For the first two years of production, when Nissan’s global LEAF output came from Oppama, Japan, LEAF sales generally underperformed against the company’s optimistic sales predictions. But since Nissan decentralized LEAF production by adding regional factories in Europe and North America—and added more features while dropping the base price—demand has been on the rise.
Last year, Nissan sold 3,543 LEAFs between January and July. For the first seven months of 2013, Nissan sold 11,703 units. That’s a 230 percent increase.
Nissan’s decision to increase motor production to three-shifts per day should improve LEAF production volumes at the Smyrna, Tenn. facility, where LEAFs are manufactured alongside Nissan mainstream modoels, such as Altima, Maxima and Rogue.
Increasing the pace of production of motors alone will not enable Nissan to pump out more LEAFs.

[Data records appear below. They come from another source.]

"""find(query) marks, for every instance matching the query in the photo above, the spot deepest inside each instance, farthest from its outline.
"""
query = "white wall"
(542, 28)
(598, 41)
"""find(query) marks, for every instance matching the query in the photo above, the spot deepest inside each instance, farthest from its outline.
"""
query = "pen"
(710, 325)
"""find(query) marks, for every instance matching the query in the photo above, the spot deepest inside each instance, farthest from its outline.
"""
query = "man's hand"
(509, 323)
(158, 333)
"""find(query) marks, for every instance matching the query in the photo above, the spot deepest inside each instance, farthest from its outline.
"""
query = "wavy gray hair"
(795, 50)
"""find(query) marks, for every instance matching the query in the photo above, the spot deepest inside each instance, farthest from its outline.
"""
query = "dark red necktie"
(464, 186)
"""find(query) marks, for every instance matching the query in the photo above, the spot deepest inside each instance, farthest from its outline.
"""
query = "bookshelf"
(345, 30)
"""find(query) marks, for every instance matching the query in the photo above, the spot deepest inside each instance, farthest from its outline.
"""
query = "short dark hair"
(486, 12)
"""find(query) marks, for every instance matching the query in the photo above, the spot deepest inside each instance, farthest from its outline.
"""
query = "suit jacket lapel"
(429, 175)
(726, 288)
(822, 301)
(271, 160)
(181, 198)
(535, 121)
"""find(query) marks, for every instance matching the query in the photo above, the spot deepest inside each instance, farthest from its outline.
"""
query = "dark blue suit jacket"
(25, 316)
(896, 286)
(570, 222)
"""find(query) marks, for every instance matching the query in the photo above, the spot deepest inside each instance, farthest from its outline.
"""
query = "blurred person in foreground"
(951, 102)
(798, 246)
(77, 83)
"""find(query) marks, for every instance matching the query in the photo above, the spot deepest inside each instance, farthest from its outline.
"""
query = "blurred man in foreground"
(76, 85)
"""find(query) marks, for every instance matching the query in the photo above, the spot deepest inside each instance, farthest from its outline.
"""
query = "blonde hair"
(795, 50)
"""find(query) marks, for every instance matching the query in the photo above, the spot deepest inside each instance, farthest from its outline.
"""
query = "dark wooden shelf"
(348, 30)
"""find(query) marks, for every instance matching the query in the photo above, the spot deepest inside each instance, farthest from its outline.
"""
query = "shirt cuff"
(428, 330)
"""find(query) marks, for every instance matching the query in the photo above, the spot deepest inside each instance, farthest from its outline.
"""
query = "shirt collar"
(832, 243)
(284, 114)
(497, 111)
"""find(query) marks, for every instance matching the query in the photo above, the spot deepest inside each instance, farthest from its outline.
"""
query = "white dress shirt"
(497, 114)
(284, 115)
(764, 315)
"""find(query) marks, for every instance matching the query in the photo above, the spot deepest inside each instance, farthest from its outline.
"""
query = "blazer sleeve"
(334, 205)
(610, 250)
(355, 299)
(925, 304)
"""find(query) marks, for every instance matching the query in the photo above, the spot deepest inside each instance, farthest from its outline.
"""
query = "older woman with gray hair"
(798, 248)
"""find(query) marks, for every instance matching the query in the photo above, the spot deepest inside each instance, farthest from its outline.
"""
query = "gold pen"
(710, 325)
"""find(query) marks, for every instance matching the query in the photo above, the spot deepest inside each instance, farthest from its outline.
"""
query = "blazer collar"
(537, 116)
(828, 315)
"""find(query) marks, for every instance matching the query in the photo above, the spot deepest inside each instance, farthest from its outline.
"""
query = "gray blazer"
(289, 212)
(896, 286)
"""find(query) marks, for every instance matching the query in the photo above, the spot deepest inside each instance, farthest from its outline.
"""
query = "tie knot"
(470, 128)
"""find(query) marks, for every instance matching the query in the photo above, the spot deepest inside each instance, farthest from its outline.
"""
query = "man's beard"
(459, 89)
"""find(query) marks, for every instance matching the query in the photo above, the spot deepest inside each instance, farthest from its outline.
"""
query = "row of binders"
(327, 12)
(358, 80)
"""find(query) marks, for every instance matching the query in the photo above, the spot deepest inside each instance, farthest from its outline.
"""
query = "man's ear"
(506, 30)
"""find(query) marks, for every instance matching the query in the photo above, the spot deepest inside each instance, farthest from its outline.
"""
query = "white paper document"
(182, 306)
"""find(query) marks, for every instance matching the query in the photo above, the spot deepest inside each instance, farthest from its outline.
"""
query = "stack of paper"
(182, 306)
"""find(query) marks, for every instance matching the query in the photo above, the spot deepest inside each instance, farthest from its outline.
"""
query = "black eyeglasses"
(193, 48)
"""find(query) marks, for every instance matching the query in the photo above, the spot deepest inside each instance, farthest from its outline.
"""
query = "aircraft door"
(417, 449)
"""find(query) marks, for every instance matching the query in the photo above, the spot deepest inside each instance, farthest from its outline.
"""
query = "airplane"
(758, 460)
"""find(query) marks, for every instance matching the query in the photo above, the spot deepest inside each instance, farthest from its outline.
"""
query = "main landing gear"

The company will also need sufficient quantities of battery packs as well. With that in mind, Krueger told Automotive News that Nissan will decide next month if it will add a second shift at the $300 million battery manufacturing facility it opened last year adjacent to the LEAF’s Smyrna production line.
Last month, the LEAF outsold its nearest plug-in rival, the Chevrolet Volt. But with Chevrolet recently announcing a $5,000 price drop to the 2014 model year Volt, competition between the two cars is expected to intensify.
Krueger said that his job is to ensure that LEAF production is sustainable—not just a knee-jerk reaction to a spike in demand for a few months. “We don’t want to ramp up and then ramp back down,” he said. “We want to to know if this is a spurt, or…long term?” he said. “We don’t want to end up with a bunch of cars out there that you can’t sell.”